In the UK, are there any obligations (legal or otherwise) for someone with 'Director' in their job title to also be an officer of the company (i.e. registered as a director at Companies House)?
The case in point is a small business with a Technical Director and an interim Sales & Marketing Director. There is no desire on the part of the either the company or the individuals for them to be officers of the company, but the job titles are absolutely correct for their roles and responsibilities, both for internal function and for outside contact.
You generally shouldn't use the word Director in a UK job title, unless they are.
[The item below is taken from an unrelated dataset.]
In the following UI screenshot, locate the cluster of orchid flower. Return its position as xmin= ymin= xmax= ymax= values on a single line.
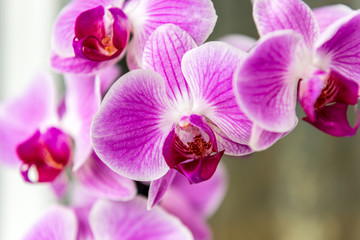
xmin=0 ymin=0 xmax=360 ymax=240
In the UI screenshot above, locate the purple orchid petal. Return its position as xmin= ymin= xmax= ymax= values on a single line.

Nothing to stop you, and no need to register them with Companies House, but ...
It should be noted that only actual directors appointed by the CompanySource: (UK) Association of Convenience Stores (legal advice pages)
and registered as such at Companies House should be called directors.
To give a job title to an employee such as “Director of Sales” when
that person is not actually a director could result in the company
being liable to third parties who reasonably assumed that the employee
was an actual director and acted on that assumption to their
detriment.
In other words, it gives the (perhaps false) impression that the "Director" has the power to sign on behalf of the company for contracts etc.
So you need alternative names for "Technical Director and an interim Sales & Marketing Director".
If the culture of the company allows, you could use fun names ("Chief Magician", "Del Boy" etc).
Otherwise, just change Director to Manager (even if they don't manage anybody yet), or for a transatlantic sound they could be Vice-Presidents.
Or Chief Engineer / Chief of Engineering, Chief of Marketing. Or Head (Head of Marketing).
Personally I'd go for the Manager names, very conventional for a UK company (even if it does sound a bit below what they currently do).